Photo of a woman sitting in the back seat of a car wearing dark sunglasses.
This image was taken from the official trailer for “Wilderness,” distributed by Prime Video

I present to you scenes from a destructive marriage:

Wife is the paragon of a perfect homemaker. She is as brilliant as she is gorgeous, dutifully staying home to cook, clean and care for her husband in every sense of the word. Their relationship is oh so idyllic … until it isn’t. Husband cheats on Wife. She forgives him. He does it again. And again. Wife goes for runs to cope with her incandescent rage. Husband pretends like everything is fine, but spends every conversation floundering between gaslighting her and pleading for her forgiveness as she screams about his infidelity. She kicks him out, has a girl breakdown (drinking and smoking a cigarette with streaked mascara as she dances around the living room) and destroys some of the lovely glass decor that adorns the walls of their home. She calls her mother to hear her say “I told you so” and cries some more. Rinse and repeat.

Finally, Wife has had enough. She begins to plot her revenge. 

In every episode of “Wilderness,” Liv (Jenna Coleman, “Doctor Who”) cycles through the same three emotions: rage, sadness and guilt, in no particular order. After finding out that her husband Will (Oliver Jackson-Cohen, “The Haunting of Hill House”) has been cheating on her and that their picture-perfect relationship is a sham, their dream vacation trekking through the wilderness quickly becomes the stuff of nightmares. Every steep cliffside and secluded alcove they encounter is suddenly the prime location for an oh-so-terrible accident. It’s not a matter of if she’ll murder him, but how.

Unfortunately for the audience, it’s also a matter of when. “Wilderness” makes no attempt to veil the pulpiness of its premise, which is neatly condensed in its theme song, Taylor Swift’s “Look What You Made Me Do.” But it takes its sweet old time to get to that premise. 

Maybe it’s because limited series are so in vogue right now, but I feel the need to remark that not every story is suitable for the length and episodic format of television. There’s no shame in making a movie — the alternative is whatever the hell happened to this show. About halfway through, the story starts to run out of gas. Its six hour-long episodes are filled to the brim with cliche plot devices and fluffed with an inconceivable amount of filler material. The supporting cast is terribly underdeveloped and inconsistent, as if they were thought up and thrown in whenever a red herring or shocking reveal was deemed necessary. Liv’s token lesbian friend Ash (Morgana Van Peebles, “Superstition”) exists solely so she has someone to confide in about her scumbag of a husband (and to get drunk and make out with sometimes). For reasons I can’t entirely fathom, other characters that were relatively unremarkable in one episode become inexplicably unhinged in the next — to keep us on our toes, I suppose?      

This lack of development of the side characters and B-plots demolishes any build-up that the initial mystery or its main characters might have had.
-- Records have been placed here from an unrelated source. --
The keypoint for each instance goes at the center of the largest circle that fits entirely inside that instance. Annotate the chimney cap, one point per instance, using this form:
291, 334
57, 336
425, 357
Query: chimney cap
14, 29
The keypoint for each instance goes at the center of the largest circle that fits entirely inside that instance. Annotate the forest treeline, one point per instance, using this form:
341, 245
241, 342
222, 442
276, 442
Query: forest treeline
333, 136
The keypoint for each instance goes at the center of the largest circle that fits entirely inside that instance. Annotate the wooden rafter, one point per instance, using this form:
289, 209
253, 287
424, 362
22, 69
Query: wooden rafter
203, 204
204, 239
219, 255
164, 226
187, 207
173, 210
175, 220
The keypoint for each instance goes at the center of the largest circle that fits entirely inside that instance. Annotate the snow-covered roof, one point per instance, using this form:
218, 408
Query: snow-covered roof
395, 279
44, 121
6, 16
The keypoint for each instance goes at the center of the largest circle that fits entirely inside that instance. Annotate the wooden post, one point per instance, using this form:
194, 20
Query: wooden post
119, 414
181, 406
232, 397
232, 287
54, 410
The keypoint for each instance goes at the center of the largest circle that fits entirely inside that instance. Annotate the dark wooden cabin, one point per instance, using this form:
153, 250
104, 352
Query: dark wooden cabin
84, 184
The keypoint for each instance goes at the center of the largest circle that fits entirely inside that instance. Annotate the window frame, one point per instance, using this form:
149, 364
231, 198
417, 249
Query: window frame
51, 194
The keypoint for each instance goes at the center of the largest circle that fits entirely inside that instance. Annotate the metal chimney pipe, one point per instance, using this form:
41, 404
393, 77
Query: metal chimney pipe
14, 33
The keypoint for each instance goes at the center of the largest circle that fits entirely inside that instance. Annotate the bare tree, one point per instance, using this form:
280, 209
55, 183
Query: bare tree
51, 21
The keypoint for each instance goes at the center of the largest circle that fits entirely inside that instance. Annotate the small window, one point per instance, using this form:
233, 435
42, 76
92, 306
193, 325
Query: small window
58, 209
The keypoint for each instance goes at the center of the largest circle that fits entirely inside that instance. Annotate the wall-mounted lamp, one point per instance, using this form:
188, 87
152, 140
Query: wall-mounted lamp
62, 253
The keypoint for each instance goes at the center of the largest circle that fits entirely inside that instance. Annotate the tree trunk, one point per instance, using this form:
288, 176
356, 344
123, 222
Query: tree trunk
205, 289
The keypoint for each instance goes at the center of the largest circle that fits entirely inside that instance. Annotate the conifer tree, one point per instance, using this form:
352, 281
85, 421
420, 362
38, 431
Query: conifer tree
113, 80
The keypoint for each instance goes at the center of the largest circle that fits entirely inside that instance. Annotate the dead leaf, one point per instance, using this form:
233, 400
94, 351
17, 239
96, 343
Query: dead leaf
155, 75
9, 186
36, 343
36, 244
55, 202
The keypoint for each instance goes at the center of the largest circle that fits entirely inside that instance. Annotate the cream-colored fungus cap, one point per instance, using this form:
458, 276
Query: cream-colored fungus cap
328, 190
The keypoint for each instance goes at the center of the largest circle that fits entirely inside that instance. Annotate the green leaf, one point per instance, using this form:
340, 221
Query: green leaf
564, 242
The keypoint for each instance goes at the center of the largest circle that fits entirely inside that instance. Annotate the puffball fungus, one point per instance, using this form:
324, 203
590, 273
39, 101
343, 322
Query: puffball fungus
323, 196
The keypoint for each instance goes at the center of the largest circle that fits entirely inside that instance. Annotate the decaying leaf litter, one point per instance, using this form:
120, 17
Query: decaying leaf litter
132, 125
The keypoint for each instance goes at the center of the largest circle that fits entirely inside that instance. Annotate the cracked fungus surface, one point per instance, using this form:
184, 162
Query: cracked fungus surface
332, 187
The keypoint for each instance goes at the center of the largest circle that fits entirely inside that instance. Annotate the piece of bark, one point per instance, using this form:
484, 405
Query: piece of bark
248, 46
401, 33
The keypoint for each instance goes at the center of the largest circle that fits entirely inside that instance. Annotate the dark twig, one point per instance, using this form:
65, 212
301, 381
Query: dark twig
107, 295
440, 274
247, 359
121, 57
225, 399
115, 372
All of its fun and thrilling potential is painfully depleted as the story drags on, episode after episode. As the protagonist, Liv seems to bear the worst of these faults. The show seems unable to decide if it wants to paint her as the sympathetic victim of unforeseen incidents or as a psychopathic mistress of calculated revenge, and the whiplash between these two extremes results in a muddled, inconsistent characterization of the homicidal heroine (and an extremely subpar rip-off of Amy Dunne).

To make matters worse, the plot does little to back Liv up on either front. Her straightforward murderous plans kick things off, but the story readily devolves into chaos. It stacks up cliffhanger after cliffhanger, which effectively derails the focus away from Liv’s revenge plot and her relationship with Will. In every episode, the unhappy couple somehow circles back to the same conversation (re: scenes from a destructive marriage), and all that comes out of it is the discovery that the depths of Will’s douchery know no bounds and that Liv is angry, sad and guilty. On the rare occasion that she gets to give Will hell, Coleman is nothing short of fantastic, the delivery of her words irreverently callous and unabashedly cruel. But these moments are few and far between. Over time, Liv’s motivations and desires grow unclear and erratic. The endless twists and turns not only veer from the path of predictability but knock the entire show off its course.

For all of its faults, “Wilderness” does have loads of chaos and messy drama and could very well have been a fun, albeit formulaic, watch. But as daring as the show seems to think it is, the few resolved plotlines are resolved in expected ways, and the ending is rather lackluster. If anything about the show’s premise or themes resonated with you, I’ll save you some time and just tell you to go ahead and (re)watch “Gone Girl.”